Daily Life In Colonial Mexico written by Ilarione (da Bergamo, fra) and has been published by University of Oklahoma Press this book supported file pdf, txt, epub, kindle and other format this book has been release on 2000 with History categories.


In 1761 Ilarione da Bergamo, a Capuchin friar, journeyed to Mexico to gather alms for foreign missions. After harrowing voyages across the Mediterranean and Atlantic, he reached Mexico City in 1763. His account reveals the squalor, crime, and other perils in the viceregal capital, and details daily life: food, public hygiene, sexual morality, medical practices, and popular diversions. His observations about religious life are particularly valuable.
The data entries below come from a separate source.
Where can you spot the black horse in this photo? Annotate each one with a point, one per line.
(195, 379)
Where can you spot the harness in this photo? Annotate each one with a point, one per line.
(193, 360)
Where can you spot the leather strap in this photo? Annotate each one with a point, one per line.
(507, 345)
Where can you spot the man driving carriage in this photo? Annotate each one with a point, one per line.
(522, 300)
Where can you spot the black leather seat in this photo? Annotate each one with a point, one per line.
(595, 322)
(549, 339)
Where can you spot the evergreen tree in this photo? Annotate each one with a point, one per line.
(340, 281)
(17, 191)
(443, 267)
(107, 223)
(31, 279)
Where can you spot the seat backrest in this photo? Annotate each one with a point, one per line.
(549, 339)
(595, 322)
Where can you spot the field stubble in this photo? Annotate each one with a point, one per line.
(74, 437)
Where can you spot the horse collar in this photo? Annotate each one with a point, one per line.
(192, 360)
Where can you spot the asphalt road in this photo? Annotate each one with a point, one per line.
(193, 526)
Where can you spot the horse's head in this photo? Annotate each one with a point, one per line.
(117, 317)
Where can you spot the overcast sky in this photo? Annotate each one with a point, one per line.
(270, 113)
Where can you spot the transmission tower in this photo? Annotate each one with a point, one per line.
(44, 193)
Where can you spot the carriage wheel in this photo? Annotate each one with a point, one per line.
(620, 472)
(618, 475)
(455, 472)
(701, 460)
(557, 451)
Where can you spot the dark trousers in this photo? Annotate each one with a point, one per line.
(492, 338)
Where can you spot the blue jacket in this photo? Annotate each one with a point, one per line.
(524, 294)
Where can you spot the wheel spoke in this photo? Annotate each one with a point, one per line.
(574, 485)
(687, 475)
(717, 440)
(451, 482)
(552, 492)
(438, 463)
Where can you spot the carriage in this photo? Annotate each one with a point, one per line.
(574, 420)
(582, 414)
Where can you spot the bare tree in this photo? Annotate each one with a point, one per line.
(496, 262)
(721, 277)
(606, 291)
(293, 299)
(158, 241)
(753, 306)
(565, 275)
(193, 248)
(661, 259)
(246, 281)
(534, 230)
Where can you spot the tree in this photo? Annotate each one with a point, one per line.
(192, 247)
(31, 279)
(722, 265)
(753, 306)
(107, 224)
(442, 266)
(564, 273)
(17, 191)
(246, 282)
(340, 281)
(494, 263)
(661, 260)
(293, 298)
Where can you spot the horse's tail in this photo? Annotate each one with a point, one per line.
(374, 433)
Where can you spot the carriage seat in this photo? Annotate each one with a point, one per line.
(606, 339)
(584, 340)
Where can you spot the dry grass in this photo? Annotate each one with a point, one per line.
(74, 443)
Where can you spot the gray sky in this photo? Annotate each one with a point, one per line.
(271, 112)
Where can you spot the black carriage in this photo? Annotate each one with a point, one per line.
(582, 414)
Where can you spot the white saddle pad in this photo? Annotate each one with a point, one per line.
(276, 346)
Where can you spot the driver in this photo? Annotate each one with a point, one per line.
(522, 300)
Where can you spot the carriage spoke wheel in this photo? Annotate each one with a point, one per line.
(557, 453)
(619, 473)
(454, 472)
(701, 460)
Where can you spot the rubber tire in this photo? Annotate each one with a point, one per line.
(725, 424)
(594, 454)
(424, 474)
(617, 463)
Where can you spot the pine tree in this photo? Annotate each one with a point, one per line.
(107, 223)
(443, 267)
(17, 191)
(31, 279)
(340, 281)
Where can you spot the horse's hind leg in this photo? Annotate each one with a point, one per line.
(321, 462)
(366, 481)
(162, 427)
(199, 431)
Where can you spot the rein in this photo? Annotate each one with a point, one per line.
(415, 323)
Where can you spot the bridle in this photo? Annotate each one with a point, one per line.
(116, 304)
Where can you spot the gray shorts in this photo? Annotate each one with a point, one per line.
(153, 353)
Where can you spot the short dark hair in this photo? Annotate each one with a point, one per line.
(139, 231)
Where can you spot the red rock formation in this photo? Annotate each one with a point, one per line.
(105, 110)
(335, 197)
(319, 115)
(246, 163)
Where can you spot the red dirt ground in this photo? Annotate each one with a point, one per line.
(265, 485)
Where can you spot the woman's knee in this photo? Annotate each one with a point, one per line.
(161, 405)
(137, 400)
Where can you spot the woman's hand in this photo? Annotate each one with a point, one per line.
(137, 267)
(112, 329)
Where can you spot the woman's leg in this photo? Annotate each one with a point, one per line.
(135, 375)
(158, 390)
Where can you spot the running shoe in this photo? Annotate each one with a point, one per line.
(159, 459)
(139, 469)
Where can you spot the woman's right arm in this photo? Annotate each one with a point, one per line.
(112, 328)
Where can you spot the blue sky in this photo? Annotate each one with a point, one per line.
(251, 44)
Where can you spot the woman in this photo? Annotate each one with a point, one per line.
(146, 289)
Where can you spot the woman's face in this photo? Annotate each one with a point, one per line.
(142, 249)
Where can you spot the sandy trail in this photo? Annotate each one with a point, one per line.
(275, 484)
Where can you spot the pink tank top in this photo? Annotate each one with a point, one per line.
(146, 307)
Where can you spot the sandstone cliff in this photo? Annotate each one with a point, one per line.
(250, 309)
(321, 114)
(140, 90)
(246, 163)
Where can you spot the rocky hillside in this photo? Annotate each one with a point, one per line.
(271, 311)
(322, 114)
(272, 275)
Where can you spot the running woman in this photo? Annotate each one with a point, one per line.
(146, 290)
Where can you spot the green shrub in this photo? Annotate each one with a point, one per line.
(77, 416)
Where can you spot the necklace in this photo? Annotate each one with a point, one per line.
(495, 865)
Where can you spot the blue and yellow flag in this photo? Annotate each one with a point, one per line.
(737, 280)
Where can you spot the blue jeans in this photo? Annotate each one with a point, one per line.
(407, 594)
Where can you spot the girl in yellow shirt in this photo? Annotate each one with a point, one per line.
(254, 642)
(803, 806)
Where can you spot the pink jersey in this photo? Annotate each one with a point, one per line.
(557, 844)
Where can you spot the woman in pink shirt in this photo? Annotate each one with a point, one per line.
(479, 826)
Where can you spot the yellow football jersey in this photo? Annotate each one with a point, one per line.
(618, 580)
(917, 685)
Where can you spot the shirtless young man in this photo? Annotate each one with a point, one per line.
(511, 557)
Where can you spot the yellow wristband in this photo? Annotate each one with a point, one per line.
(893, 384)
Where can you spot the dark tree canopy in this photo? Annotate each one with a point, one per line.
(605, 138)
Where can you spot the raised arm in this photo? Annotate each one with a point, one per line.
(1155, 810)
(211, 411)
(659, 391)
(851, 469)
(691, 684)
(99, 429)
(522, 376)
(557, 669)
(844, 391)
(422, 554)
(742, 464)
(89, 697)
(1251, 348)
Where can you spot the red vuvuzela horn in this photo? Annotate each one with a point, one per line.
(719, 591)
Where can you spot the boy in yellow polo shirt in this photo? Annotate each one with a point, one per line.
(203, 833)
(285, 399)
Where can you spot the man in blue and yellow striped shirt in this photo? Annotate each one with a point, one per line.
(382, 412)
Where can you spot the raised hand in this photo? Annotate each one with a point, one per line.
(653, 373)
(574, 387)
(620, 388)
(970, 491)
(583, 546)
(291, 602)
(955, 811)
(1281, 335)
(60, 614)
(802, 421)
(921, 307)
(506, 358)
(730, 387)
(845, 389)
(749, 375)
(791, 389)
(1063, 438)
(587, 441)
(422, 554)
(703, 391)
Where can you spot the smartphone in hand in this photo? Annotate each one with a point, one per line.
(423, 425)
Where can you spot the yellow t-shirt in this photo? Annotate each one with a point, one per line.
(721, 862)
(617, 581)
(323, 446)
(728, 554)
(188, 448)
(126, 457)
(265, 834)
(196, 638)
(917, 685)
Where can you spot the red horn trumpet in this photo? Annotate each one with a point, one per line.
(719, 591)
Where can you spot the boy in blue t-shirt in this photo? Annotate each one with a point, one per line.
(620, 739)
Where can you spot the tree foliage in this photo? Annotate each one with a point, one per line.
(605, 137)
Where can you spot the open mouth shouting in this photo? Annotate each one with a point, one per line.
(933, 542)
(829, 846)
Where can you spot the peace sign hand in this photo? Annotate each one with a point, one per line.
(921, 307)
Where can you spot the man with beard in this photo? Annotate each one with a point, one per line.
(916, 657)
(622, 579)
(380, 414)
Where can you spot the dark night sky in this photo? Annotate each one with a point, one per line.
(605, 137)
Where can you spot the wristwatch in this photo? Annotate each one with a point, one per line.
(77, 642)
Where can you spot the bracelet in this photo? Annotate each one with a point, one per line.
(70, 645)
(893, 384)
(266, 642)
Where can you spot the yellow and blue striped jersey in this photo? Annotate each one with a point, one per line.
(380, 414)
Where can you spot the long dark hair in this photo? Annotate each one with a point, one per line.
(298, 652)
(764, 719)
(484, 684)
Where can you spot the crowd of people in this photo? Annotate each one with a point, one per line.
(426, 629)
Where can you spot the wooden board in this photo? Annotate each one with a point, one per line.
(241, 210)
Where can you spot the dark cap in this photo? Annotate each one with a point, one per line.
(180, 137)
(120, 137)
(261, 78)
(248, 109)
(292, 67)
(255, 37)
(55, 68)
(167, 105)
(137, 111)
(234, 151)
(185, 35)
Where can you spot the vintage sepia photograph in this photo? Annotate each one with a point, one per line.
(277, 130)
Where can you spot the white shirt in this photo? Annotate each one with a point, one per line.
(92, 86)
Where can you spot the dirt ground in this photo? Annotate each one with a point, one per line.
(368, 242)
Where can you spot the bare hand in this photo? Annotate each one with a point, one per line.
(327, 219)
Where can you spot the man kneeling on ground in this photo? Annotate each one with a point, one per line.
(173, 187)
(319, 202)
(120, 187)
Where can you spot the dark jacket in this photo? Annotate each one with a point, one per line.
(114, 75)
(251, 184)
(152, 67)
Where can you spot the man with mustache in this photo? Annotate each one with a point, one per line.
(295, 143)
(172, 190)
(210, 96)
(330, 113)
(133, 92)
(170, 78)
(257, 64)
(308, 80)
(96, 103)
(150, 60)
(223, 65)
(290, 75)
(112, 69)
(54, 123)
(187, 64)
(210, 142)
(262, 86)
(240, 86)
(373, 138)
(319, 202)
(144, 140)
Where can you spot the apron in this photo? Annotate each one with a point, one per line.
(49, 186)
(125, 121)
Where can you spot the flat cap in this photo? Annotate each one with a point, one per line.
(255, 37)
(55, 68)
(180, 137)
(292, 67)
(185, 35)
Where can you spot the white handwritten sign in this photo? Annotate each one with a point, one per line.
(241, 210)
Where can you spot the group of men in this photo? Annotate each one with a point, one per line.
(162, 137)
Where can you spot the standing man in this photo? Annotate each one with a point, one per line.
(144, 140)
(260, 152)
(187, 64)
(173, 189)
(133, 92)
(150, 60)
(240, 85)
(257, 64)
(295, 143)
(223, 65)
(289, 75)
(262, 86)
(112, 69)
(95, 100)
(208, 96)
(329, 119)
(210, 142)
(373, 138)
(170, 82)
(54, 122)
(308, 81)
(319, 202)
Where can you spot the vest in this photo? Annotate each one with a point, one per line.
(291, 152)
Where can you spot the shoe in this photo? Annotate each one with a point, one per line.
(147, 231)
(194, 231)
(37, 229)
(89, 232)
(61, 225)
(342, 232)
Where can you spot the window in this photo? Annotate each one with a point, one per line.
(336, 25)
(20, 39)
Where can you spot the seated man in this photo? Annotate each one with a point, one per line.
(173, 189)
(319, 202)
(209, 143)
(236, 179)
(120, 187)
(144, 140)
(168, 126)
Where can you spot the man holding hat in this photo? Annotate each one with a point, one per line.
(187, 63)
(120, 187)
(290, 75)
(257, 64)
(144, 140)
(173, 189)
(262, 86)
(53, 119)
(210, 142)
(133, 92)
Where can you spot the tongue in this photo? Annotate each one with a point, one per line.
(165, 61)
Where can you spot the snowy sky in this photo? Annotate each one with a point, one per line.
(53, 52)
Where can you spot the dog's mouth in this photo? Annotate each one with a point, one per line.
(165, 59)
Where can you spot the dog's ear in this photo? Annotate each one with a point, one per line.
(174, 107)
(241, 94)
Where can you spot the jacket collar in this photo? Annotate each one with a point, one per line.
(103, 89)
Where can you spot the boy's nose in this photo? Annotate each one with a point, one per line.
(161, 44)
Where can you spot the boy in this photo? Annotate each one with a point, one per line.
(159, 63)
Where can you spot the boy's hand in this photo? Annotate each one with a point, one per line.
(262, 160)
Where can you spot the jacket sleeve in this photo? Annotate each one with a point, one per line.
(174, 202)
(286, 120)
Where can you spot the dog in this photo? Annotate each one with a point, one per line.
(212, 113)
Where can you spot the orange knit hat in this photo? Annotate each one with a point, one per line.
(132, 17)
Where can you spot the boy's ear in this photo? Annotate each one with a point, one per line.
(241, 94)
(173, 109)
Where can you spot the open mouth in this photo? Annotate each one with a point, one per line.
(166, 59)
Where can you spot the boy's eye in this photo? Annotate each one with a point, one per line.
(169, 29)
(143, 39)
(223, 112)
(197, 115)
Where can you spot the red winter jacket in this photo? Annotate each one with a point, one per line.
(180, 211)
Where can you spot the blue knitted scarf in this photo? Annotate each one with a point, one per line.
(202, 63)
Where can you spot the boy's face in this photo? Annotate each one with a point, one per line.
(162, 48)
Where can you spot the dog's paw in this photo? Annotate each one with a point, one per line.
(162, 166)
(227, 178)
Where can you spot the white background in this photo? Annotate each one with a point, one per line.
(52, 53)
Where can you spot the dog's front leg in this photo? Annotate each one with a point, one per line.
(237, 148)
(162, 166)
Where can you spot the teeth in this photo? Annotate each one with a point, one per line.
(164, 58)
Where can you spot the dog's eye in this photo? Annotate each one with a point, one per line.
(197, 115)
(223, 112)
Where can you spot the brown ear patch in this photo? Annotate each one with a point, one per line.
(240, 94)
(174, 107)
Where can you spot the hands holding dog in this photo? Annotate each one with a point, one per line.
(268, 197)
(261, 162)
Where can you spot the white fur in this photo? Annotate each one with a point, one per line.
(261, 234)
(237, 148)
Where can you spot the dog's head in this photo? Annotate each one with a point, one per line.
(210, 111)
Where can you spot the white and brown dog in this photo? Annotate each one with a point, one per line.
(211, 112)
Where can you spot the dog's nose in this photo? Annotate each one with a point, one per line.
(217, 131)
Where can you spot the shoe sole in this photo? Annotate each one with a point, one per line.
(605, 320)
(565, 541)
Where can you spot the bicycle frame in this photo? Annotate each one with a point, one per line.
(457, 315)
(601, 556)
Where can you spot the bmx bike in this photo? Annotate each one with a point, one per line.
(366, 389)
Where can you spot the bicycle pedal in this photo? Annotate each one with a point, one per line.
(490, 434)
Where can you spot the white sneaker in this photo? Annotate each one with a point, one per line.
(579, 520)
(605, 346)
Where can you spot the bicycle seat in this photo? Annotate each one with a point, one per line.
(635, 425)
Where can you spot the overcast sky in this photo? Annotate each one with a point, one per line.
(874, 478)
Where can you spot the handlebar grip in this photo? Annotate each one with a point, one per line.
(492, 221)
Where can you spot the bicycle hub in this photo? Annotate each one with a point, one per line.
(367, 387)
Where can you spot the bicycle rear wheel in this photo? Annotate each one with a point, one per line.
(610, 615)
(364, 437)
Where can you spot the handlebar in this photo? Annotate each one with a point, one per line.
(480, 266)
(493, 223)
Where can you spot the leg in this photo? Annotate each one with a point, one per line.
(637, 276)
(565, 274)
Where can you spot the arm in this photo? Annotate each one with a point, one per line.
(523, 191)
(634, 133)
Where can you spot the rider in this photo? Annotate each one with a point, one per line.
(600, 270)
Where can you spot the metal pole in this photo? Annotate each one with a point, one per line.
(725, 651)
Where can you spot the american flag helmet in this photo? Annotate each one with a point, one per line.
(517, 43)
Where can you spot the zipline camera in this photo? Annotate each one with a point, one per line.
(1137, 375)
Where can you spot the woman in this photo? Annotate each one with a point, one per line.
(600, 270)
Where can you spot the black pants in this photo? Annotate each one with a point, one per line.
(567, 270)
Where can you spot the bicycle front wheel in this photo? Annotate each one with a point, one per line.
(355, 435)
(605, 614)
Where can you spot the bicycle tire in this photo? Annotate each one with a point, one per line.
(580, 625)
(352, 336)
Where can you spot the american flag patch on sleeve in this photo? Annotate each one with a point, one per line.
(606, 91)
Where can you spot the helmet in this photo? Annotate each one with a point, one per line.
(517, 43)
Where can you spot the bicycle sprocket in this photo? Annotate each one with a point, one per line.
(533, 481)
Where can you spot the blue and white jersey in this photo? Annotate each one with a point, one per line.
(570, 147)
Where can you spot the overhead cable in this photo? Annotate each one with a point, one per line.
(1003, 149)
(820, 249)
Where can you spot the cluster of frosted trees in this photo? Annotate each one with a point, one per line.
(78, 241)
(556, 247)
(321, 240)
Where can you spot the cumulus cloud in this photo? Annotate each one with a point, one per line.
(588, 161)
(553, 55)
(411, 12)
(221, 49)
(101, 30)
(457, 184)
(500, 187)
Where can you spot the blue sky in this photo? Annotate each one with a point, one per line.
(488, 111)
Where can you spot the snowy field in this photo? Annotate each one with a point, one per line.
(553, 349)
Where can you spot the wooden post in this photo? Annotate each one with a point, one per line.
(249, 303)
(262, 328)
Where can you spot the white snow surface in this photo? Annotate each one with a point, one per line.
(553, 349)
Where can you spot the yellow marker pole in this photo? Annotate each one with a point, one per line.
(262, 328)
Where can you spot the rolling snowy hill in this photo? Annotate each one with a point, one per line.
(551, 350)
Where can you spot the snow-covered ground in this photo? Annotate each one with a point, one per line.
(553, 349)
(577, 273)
Ilarione also describes mining and refining techniques, recounts a bitter and bloody miners' strike, and recalls traveling across bandit-infested wilderness to Guadalajara. After his return to Italy, Ilarione wrote an account of his journey, published here for the first time in English. The editors have liberally annotated the text, written an introduction about Ilarione's life and the historical context of his journey, and included more than a dozen of Fra Ilarione's original drawings, including maps and sketches of Mexican flora. Daily Life in Colonial Mexico is a welcome addition to the firsthand literature of New Spain.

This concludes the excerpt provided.